Friday, October 1, 2010

The other side of the mail chute: The "no phone calls" saga continues

This anonymous comment wandered in from someone who is obviously a frustrated manager:

I get the job of going through all the resume tapes sent to the station before giving my top choices to the news director. One thing I can't figure out---why is it only the undesirable candidates that continually call and email asking if I've received their reel? If we want to talk to you, we'll make it happen! It's ridiculously annoying.

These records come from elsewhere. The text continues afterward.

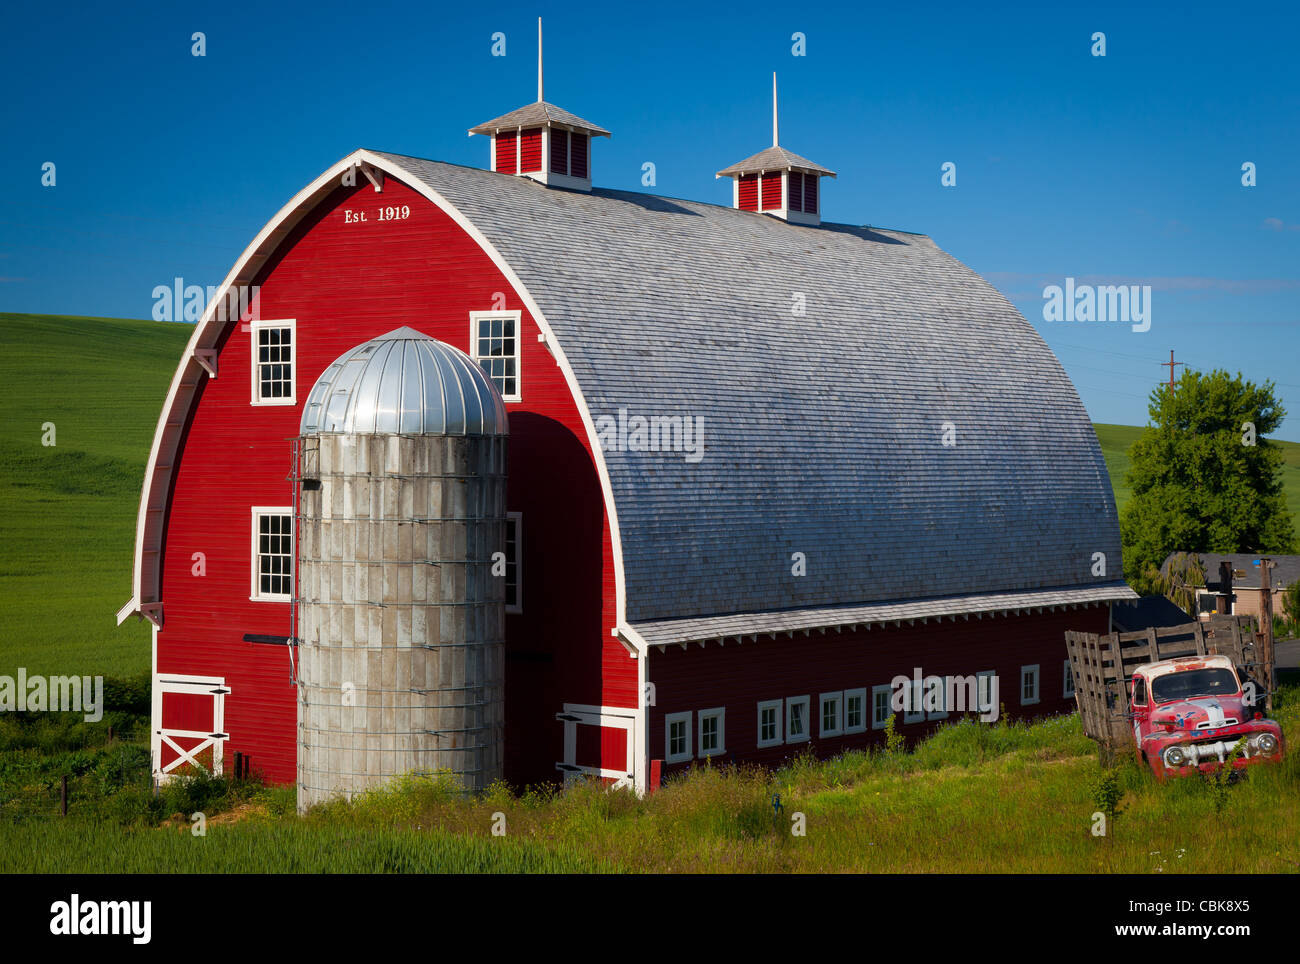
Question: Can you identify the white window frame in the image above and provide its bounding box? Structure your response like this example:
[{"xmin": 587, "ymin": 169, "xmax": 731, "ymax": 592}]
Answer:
[
  {"xmin": 1063, "ymin": 659, "xmax": 1076, "ymax": 699},
  {"xmin": 977, "ymin": 670, "xmax": 997, "ymax": 716},
  {"xmin": 504, "ymin": 512, "xmax": 523, "ymax": 615},
  {"xmin": 903, "ymin": 680, "xmax": 925, "ymax": 725},
  {"xmin": 1021, "ymin": 664, "xmax": 1041, "ymax": 706},
  {"xmin": 819, "ymin": 691, "xmax": 843, "ymax": 738},
  {"xmin": 697, "ymin": 707, "xmax": 725, "ymax": 758},
  {"xmin": 785, "ymin": 695, "xmax": 810, "ymax": 743},
  {"xmin": 665, "ymin": 711, "xmax": 692, "ymax": 764},
  {"xmin": 757, "ymin": 699, "xmax": 783, "ymax": 748},
  {"xmin": 844, "ymin": 687, "xmax": 867, "ymax": 734},
  {"xmin": 250, "ymin": 507, "xmax": 294, "ymax": 601},
  {"xmin": 469, "ymin": 310, "xmax": 523, "ymax": 402},
  {"xmin": 871, "ymin": 684, "xmax": 893, "ymax": 730},
  {"xmin": 249, "ymin": 318, "xmax": 296, "ymax": 406},
  {"xmin": 926, "ymin": 676, "xmax": 949, "ymax": 721}
]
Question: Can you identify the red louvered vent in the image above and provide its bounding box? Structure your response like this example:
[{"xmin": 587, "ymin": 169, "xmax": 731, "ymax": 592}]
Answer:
[
  {"xmin": 788, "ymin": 172, "xmax": 804, "ymax": 213},
  {"xmin": 550, "ymin": 130, "xmax": 569, "ymax": 175},
  {"xmin": 570, "ymin": 133, "xmax": 589, "ymax": 178},
  {"xmin": 737, "ymin": 174, "xmax": 759, "ymax": 211},
  {"xmin": 760, "ymin": 172, "xmax": 783, "ymax": 211},
  {"xmin": 495, "ymin": 131, "xmax": 519, "ymax": 174},
  {"xmin": 519, "ymin": 128, "xmax": 542, "ymax": 173},
  {"xmin": 803, "ymin": 173, "xmax": 818, "ymax": 214}
]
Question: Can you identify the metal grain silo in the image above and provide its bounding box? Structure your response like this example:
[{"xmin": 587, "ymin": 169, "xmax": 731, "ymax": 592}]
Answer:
[{"xmin": 295, "ymin": 327, "xmax": 508, "ymax": 812}]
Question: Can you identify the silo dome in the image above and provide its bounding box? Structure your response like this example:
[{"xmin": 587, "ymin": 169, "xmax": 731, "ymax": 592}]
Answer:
[{"xmin": 301, "ymin": 327, "xmax": 507, "ymax": 436}]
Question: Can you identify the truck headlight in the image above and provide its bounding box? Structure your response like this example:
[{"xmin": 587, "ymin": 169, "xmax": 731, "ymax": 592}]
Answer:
[
  {"xmin": 1163, "ymin": 746, "xmax": 1187, "ymax": 768},
  {"xmin": 1253, "ymin": 733, "xmax": 1278, "ymax": 755}
]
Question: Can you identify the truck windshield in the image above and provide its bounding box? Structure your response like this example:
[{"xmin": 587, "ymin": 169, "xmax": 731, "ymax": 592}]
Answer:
[{"xmin": 1151, "ymin": 668, "xmax": 1239, "ymax": 703}]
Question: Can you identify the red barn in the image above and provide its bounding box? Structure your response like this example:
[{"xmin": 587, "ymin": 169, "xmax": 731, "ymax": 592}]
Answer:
[{"xmin": 118, "ymin": 80, "xmax": 1134, "ymax": 798}]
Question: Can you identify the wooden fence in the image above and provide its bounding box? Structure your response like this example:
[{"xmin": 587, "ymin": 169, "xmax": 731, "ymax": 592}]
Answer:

Well, that certainly brought back memories, as this comment is spot-on. Despite the "no phone calls" notation in most job postings, some people think that being aggressive in job hunting will improve their chances.

I remember one person in particular who wouldn't leave me alone. We had posted a reporter opening, and, as is always the case, a few nanoseconds after the post hit my phone rang. (And I'm not making any of this up.)

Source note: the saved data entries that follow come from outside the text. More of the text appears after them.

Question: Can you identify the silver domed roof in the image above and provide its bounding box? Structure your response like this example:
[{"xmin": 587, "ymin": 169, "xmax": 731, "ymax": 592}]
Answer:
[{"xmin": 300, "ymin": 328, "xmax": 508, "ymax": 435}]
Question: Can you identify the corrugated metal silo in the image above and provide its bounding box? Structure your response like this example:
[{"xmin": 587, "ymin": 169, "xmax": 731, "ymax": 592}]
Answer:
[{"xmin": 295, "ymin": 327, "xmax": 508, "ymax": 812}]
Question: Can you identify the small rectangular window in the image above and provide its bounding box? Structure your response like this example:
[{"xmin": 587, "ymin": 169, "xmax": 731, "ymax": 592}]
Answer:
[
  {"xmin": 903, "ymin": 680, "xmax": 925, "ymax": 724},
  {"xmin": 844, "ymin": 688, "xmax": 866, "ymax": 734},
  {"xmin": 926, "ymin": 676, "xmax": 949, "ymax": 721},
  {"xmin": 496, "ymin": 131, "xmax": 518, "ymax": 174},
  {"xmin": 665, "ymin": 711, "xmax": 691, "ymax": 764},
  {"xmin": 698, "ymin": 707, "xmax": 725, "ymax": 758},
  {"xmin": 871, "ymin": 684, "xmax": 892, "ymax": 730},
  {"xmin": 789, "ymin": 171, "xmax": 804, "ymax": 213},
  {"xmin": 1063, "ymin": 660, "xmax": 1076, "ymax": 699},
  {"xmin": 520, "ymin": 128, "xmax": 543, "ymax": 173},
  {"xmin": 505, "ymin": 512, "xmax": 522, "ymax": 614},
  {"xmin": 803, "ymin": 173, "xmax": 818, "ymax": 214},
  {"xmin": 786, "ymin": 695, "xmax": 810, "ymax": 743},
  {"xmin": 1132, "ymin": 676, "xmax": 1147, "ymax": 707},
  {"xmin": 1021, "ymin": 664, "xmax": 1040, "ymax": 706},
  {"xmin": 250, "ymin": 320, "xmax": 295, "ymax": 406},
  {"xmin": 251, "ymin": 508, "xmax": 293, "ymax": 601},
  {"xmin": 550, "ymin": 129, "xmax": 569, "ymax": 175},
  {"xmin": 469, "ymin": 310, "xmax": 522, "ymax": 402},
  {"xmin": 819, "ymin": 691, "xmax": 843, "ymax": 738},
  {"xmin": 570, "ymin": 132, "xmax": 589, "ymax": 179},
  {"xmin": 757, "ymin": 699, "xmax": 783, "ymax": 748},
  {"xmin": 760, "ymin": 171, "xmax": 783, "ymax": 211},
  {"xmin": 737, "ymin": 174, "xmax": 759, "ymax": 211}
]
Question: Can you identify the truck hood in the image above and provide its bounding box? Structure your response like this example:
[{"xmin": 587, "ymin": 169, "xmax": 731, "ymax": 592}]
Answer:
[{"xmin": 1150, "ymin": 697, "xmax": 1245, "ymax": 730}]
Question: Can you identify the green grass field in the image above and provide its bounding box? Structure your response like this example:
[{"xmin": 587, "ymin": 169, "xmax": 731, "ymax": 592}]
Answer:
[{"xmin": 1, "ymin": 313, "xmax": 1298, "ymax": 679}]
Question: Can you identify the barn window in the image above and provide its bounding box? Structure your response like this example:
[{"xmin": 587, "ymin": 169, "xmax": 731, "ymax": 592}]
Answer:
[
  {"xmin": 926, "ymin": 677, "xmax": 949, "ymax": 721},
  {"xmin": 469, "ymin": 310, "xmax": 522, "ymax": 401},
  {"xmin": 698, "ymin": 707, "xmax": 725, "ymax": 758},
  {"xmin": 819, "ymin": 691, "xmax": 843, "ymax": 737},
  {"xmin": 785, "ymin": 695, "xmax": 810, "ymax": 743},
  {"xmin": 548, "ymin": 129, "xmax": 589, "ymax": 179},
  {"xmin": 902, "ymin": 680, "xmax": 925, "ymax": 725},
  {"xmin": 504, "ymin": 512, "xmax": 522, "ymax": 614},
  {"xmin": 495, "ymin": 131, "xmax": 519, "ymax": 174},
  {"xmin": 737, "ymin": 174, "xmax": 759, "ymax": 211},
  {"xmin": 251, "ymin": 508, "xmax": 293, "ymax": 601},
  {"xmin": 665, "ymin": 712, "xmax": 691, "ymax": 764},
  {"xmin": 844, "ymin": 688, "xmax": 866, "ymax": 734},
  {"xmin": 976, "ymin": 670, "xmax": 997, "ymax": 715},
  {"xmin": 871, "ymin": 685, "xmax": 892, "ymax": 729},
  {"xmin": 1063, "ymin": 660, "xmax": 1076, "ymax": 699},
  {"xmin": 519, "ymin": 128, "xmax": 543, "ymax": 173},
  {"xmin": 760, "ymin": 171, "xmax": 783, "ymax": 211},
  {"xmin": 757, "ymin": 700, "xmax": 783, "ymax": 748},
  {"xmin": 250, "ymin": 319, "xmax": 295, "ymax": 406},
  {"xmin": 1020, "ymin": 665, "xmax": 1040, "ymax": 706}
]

Job applicant: "Hi, my name is xxxxxx and I'm calling about the reporter opening--"

Me: "The ad says no phone calls."

Job applicant: "But you won't need to look at any other tapes. You can hire me right now. I'm the most dynamic person you'll meet!"

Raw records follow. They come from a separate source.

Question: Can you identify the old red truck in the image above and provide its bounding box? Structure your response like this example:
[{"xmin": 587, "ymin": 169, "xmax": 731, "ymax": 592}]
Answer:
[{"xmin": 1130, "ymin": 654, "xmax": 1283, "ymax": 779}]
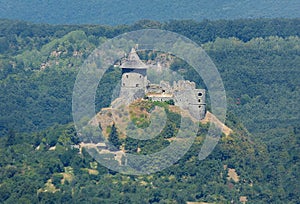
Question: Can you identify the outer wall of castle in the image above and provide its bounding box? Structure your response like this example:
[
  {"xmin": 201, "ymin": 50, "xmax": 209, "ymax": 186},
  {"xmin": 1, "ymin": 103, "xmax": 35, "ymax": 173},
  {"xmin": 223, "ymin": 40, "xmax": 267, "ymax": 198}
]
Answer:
[{"xmin": 173, "ymin": 89, "xmax": 206, "ymax": 120}]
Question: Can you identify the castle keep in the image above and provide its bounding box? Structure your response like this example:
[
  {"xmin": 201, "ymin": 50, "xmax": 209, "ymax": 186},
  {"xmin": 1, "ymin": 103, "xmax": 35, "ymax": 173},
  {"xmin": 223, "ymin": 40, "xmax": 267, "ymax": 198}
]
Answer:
[
  {"xmin": 120, "ymin": 48, "xmax": 148, "ymax": 100},
  {"xmin": 120, "ymin": 48, "xmax": 206, "ymax": 120}
]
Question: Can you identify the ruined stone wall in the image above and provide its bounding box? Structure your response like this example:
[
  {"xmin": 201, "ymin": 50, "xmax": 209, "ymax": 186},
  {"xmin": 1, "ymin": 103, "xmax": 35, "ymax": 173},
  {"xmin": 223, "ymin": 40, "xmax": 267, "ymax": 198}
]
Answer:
[
  {"xmin": 145, "ymin": 80, "xmax": 206, "ymax": 120},
  {"xmin": 146, "ymin": 81, "xmax": 172, "ymax": 94},
  {"xmin": 146, "ymin": 84, "xmax": 161, "ymax": 94},
  {"xmin": 159, "ymin": 81, "xmax": 172, "ymax": 93},
  {"xmin": 119, "ymin": 87, "xmax": 145, "ymax": 105},
  {"xmin": 173, "ymin": 86, "xmax": 206, "ymax": 120},
  {"xmin": 148, "ymin": 95, "xmax": 173, "ymax": 102},
  {"xmin": 173, "ymin": 80, "xmax": 196, "ymax": 90},
  {"xmin": 119, "ymin": 64, "xmax": 206, "ymax": 119}
]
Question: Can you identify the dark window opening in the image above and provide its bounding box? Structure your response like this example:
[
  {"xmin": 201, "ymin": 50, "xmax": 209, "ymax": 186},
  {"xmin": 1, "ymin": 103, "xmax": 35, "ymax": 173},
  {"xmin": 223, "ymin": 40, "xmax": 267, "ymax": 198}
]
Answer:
[
  {"xmin": 199, "ymin": 105, "xmax": 201, "ymax": 108},
  {"xmin": 198, "ymin": 92, "xmax": 202, "ymax": 96},
  {"xmin": 126, "ymin": 75, "xmax": 128, "ymax": 78},
  {"xmin": 198, "ymin": 99, "xmax": 201, "ymax": 103},
  {"xmin": 136, "ymin": 84, "xmax": 139, "ymax": 87},
  {"xmin": 162, "ymin": 90, "xmax": 165, "ymax": 93}
]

Me: "I'll look at your tape when it arrives and if we're interested we'll contact you."

Then the emails and follow-up calls started. Every single day. "Have you received my tape yet? Have you looked at it? Do you have any feedback?"

Needless to say, the tape was from someone who "wanted to be on TV" as it was a montage of weird stuff shot on a home video camera. I'd seen better wannabe tapes from fashion models.

This person kept calling, I kept saying I was hiring someone else. And yet the applicant wouldn't go away, like a stray cat you fed once who now shows up at the door on a regular basis. It got to the point where the person was demanding feedback. And that's where this person and many job applicants miss the point:

As a News Director, you watch 15-20 seconds of a resume tape. Unless you watch a lot more, you can't give feedback.

But back to the original comment. People like this can be truly annoying. Instead of sending a tape and letting the work do the talking, people who incessantly call and are demanding are shooting themselves in the foot.

Being overly aggressive is a good trait for a reporter, but not when it comes to the job hunting process. If you want to "keep in touch" with a News Director, it's perfectly acceptable to send a tape every two months or so. But to hound someone on a regular basis makes no sense, and puts you at a disadvantage before your tape even arrives.